A woman should never been seen eating and drinking, unless it be lobster and Champagne, the only true feminine and becoming viands.Lord Byron 1788-1824
A freshly boiled crab or lobster is the most delicious crab or lobster. Apparently. In England, this is not something that commonly happens in a typical household. Like all our meat and fish, the animals that provide us with all that delicious protein are helpfully done away with by burly men in abattoirs, boats or warehouses. We have lost touch with our food rather and find the idea of killing an animal for food ourselves distasteful. Pretending this doesn’t happen, in my opinion, is the distasteful act.
That said, I am not actually comfortable myself with killing animals, and as any previous reader of the blog will know, killing three eels was most distressing for me. Now it is the turn of some shellfish. This recipe is one that I never did back in England because I simply never saw live crabs and lobsters, prawns or shrimps in fishmongers. Houston, however, is a very different state-of-affairs. There’s live seafood in pretty much any supermarket you walk into here.
The lobster tank in Central Market, Houston
So if you stumble upon a live crab or lobster in the local fishmonger or supermarket here is what to do. Well, as you’ll find out, it maybe isn’t what you are meant to do….
The main point I wanted to get across is that boiling seafood can be humane (or at least no more or less humane than, say, killing a cow with a stun-gun). In English Food, Jane Grigson says that RSPCA guidelines suggest putting the animal in cold salted water and letting the water heat up – apparently when a certain temperature is reached, the creature expires ‘without suffering’. Guidelines have changed rather and nowadays it’s suggested that the little arthropod is popped into the freezer until it falls into a torpor. When plunged into the water, it’s dead before it has a chance to wake up. (The other method is to stab it in the top of the head using a sharp knife and a mallet.)

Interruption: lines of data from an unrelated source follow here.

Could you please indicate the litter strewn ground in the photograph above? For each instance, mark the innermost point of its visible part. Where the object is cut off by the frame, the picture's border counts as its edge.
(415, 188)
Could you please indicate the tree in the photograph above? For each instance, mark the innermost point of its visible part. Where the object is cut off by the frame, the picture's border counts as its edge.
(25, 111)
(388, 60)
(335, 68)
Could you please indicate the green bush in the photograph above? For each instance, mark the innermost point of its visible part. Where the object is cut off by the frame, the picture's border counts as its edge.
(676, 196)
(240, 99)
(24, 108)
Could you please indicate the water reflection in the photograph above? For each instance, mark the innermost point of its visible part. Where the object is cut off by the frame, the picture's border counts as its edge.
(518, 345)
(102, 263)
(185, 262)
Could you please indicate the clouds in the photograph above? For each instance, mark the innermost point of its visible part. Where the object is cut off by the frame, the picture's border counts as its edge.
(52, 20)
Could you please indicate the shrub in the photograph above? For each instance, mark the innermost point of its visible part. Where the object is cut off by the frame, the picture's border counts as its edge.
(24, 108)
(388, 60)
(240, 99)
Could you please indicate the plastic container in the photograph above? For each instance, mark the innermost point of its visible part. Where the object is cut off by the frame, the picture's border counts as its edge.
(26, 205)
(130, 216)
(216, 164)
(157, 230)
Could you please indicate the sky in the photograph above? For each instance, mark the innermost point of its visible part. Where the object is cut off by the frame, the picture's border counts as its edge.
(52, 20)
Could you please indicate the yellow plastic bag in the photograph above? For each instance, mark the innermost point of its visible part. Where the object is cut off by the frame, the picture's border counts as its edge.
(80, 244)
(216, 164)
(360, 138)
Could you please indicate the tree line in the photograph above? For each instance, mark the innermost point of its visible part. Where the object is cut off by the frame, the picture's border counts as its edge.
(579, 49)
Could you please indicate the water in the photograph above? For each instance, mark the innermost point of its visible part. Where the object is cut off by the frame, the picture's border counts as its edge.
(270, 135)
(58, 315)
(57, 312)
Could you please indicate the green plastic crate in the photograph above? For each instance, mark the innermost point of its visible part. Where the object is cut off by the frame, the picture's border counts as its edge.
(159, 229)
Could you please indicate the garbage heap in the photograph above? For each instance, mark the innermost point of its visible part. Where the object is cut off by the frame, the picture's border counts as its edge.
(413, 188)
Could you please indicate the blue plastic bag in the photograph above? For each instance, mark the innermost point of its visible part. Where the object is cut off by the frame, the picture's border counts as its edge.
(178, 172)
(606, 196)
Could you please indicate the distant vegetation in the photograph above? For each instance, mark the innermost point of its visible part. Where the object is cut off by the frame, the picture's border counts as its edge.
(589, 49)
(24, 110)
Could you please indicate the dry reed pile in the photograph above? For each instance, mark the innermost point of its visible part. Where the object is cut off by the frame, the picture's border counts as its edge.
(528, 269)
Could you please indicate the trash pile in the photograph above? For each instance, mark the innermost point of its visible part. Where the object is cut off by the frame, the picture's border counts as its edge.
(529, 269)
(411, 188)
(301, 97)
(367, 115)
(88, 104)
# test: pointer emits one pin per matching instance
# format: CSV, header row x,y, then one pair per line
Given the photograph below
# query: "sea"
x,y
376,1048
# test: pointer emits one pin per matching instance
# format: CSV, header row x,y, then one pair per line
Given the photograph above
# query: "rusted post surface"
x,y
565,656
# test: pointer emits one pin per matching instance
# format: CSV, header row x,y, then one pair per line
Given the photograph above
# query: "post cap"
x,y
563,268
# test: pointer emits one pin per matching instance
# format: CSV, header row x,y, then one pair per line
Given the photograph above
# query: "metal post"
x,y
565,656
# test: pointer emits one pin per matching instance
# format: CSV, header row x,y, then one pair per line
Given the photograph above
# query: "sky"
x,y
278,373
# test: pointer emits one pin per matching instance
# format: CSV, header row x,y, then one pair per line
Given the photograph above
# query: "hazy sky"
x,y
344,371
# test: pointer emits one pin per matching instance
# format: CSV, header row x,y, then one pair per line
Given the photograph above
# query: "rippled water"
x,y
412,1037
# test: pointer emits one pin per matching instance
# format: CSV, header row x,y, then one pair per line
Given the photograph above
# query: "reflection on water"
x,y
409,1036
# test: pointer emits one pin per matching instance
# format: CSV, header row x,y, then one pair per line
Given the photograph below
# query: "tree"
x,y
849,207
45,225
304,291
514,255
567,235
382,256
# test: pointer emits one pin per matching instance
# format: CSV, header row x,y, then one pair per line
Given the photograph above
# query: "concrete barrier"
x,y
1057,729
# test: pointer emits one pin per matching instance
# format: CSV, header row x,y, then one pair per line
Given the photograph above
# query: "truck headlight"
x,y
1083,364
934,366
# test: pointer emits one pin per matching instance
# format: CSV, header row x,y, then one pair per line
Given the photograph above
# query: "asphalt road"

So, first things first, my mate Danny (who was helping me out with the cooking) got a lobster from Central Market. On the fishmonger chap fishing out the one we chose, I suddenly felt a pang of guilt, so we hurried to my freezer to get it nice and sleepy. Whilst we waited, the salt water into which it was boiled needed to be prepared. The water needs to be very salty. If you can, use sea water, if not dissolve enough sea salt so that the briny solution will bear an egg (this requires a lot of salt). Bring to the boil.
I was informed that the lobster would take 20 minutes or so to fall asleep. This was total nonsense, because 90 minutes later it was still moving around. Shit. By now we’d had a fair few glasses of wine due to the stress. A little later, the lobster seemed pretty inert, so we decided this was the time. Like, I said before, the idea of this post was to do away with some misconceptions about killing seafood in boiling water. So sure I was of this, I filmed the process, so you get a rare glimpse of me in action! Unfortunately things didn’t quite go to plan, and I may have reinforced those misconceptions. Oh dear.
Next time (if there is a next time) I’ll just throw the thing straight in!
For shrimp and prawns: 3 minutes for large prawns and for small shrimps, simply let the water come up to the boil again and they’ll be done.
Serve the shellfish simply, says Griggers, with brown bread, butter and lemon wedges.
#171 How to Boil Crabs, Lobsters, Prawns and Shrimps. Well that was an event! Aside from the auto-dismemberment episode, the cooking itself went very well. I split the lobster lengthways, removed the brown meat and used it to make a butter sauce (see next entry, when I write it!), and grilled the lobster with butter briefly. Delicious. 8.5/10.